Two legal minded Liberians are calling on practicing journalists in Liberia to educate themselves and be conscious of making follow-ups to stories.
Former Associate Justice and Chairperson of the Independent National Human Rights Commission, Counselor Gladys Johnson, and Human Rights Lawyer, Cllr. Tiawon Gongloe made the recommendation on Monday when they participated in a program marking the International Day to End Impunity for Crimes against Journalists.
Taking the first turn as one of the panelists during the occasion, INHRC Chairperson Gladys Johnson recounted that today is unlike the days of President William V.S. Tubman, when no journalist, except the brave Albert Porte, could write or say anything they wished to say today.
The environment has improved for press freedom and impunity reduced.
However, former Associate Justice Johnson emphasized that Liberian journalists need to go to school to improve their writing and speaking skills.
She said most journalists of today poorly write and speak English, and they do not make follow-up to stories.
On the basis of reporting skills, Justice Johnson said most journalists castigate others and put out stories that have no substantial proof. This, she said, poses negative reflections on an individual’s character.
Human rights lawyer, Cllr. Tiawon Gongloe, making remarks at the end of the program also emphasized that journalists must seek education and improve their knowledge, noting, “Knowledge is power, seek knowledge and improve yourselves.”
He acknowledged that the society cannot operate without security and security cannot operate without the journalists.
He said journalists being people who are relied on for accurate information, need to improve their skills to put out accurate information that readers and listeners can trust.
Cllr. Gongloe also stressed that Liberian journalists have to give serious attention to education in order to speak and write proper English that others who are not Liberians will understand.
Reacting to the recommendation, Liberian practicing Journalist and president of the Reporters Association, Keith Morris, consented and said Liberian journalists need concrete training that will improve their skills.
He added that instead of international organization like IREX using millions of United States dollars to facilitate three days workshop, it should draw a long range plan and liaise with the University of Liberia to arrange Journalism training that would take about 8 to 10 months.
Challenges facing the media landscape of Liberia are enormous.

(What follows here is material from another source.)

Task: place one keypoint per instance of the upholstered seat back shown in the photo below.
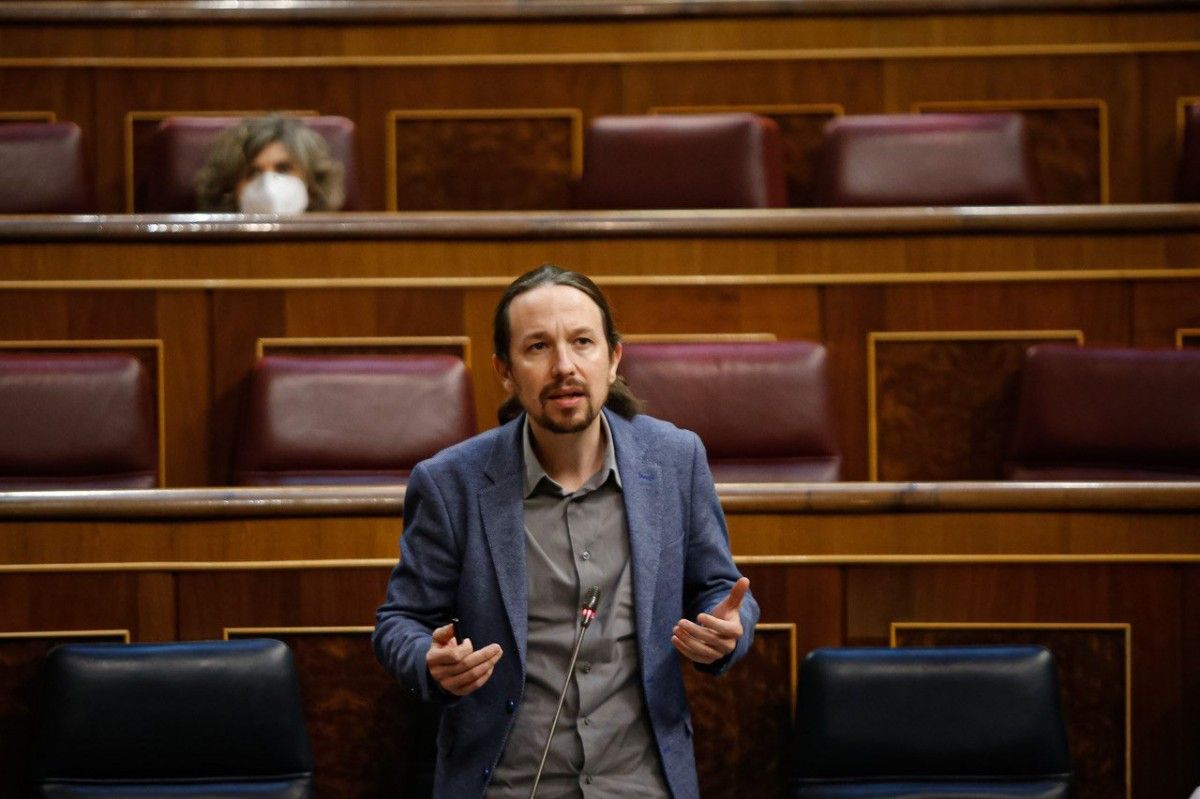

Dialectical English speaking, incomprehensible writing and photo misplacement are among the many errors counted.
Audiences have overly complained against sensational headlines based on fallacies while majority who listen to radio have also complained about.
People also complain that one person will commit a crime and the head of an institution will be used under the headline as if he/she is the one that committed the crime.
There is no standard in Liberia to guide people entering the media to practice Journalism, but people enter therein either by passion or through the influence of a person who wants to establish a radio station or newspaper.
By this, managers seek people who will undergo a few days workshop and given recorders to get voices to gather actuality for processing by editors many of who are also facing grammatical challenges.